The validation of the computational study is prepared by relating the obtained CFD results with experimental data and the CFD analysis carried out by Joshua R. Brinkerhoff, Harun Oria, and Metin I. Yaras. Hence it is fully depends on the experimental results available in the journal paper. Normally if the experimental results are not available then it is better to compare different turbulence models and the grid dependence test to be conducted to see how accurate the results obtained.
Koutmos and McGuirk used a new refined technique to create the flow-field within the lobe geometry. The method comprises of three basic steps. Firstly, the flow around the lobed mixer from the bypass and the core up to the exit plane of the lobe is determined. These exit conditions like the temperature fields and momentum are taken as inlet conditions to find the mixing duct flow area from the exit plane of the lobe and up to the outlet of the domain. Secondly, the coupling between all the three flows i.e. bypass, core and the mixing duct is established. The boundary conditions of the mixing duct in the downstream are used for recalculating the flow around the lobe mixer, mainly the at the inlet static pressure of the mixing duct. This let’s to catch the interaction between the bypass and core streams. The newly obtained exit conditions of the bypass and core flow are further used to re-predict the mixing duct flow. The criteria for convergence in this case is the relative changes of velocity and pressure fields at the outlet planes of the lobe and duct after each coupling phase.

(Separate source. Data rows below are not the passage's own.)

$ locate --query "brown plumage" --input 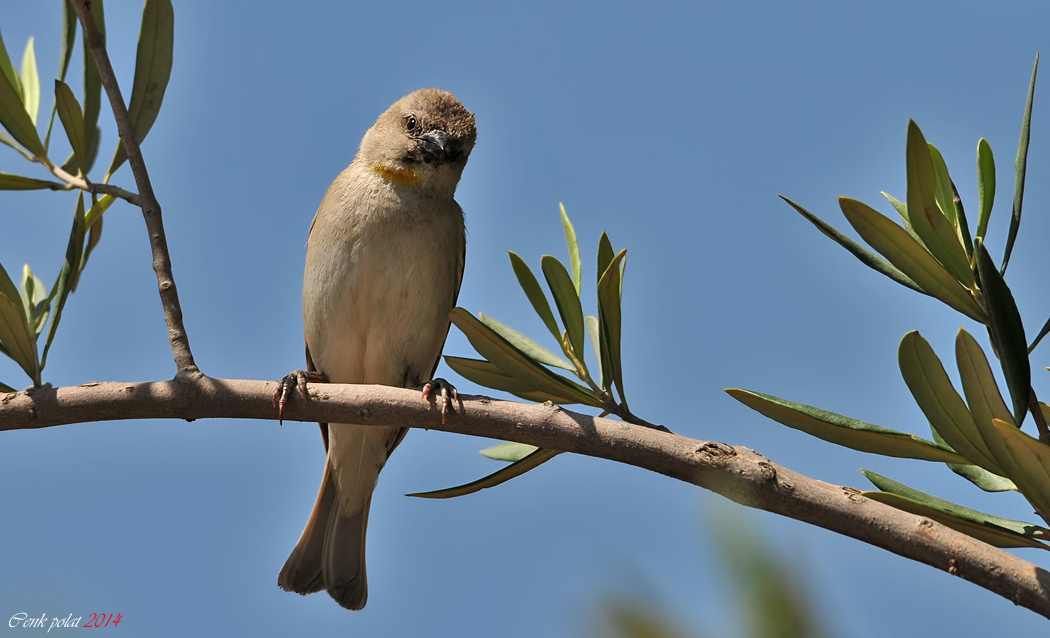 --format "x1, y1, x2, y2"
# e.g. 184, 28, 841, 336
277, 89, 476, 610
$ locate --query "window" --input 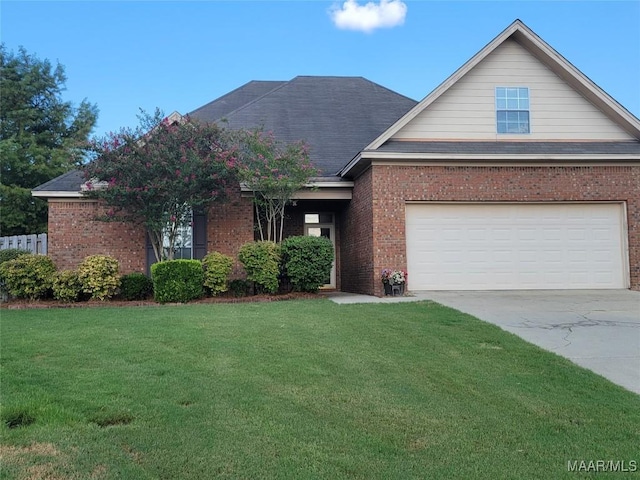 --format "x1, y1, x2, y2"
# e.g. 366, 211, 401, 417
162, 210, 194, 260
496, 87, 529, 133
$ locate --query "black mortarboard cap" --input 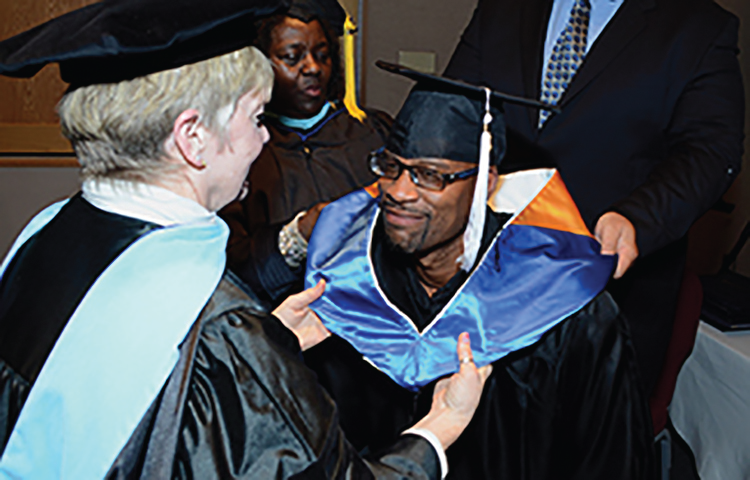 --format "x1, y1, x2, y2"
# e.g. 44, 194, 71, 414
287, 0, 346, 35
0, 0, 289, 86
376, 61, 550, 165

Turbulence Models Considered in this Analysis
The recent 2 equation models are developed for solving the flow everywhere without using wall functions and hence k ω SST model is chosen to study for predicting the resulted flow phenomenon during the experiment.
k ω SST
This model solves for k; the turbulent kinetic energy, omega (ω) - the specific rate of dissipation of kinetic energy, combined with, the SST Shear Stress Transport (SST) model which is a combination of the k-epsilon in the free stream and the k-omega models near the walls. It does not use wall functions and tends to be most accurate when solving the flow near the wall. This model is used with Low Re & Curvature corrections. Figure 3.
The figures below shows the residual captured during solution. All the residuals are reduced to less than or equal to 1x10-6 except the continuity and omega. Figure 4, Figure 5, Figure 6, Figure 7, Figure 8, Figure 9, Figure 10.
1. Firstly, from computational point of view, regarding the grid size it should be made with a good quality. Considering the complexity of the conical structures if it is very difficult to sustain the quality aspects of the structured grid an unstructured grid is good enough for this type of analysis. The computational time will probably be increase but more stable simulations are obtained.
2. Secondly, it is more accurate to use the pressure-based solver which is able to give right solutions and is good for compressible fluids. Also it reduces the computational time.
3. From Figure 8 it can be clearly seen that the velocity vectors when flown over the shell shows to be in turbulent in character and the same is observed in red color with velocity of 27160 m/sec.
4. It is observed clearly From Figure 6 the formation of boundary layer on the surface of the shell and the shear layer formation over the shell.
5. Figure10 shows that the velocity increased from 2175mm/sec to 2270mm/sec this shows that flow while passing over the shell boundary layer reaches turbulence as it passes the extreme side of the shell. There is a formation of wake at the end of the shell wherein the vortex formation is observed at the end. The same can be observed in Fig.6.
6. The pressure plot in Fig 9 shows that as the flow passes the shell region the pressures becomes negative which again shows the formation of wake region behind the shell.
7. CFD is an excellent tool to predict the flow simulation in various applications of fluid engineering systems using modelling and numerical methods.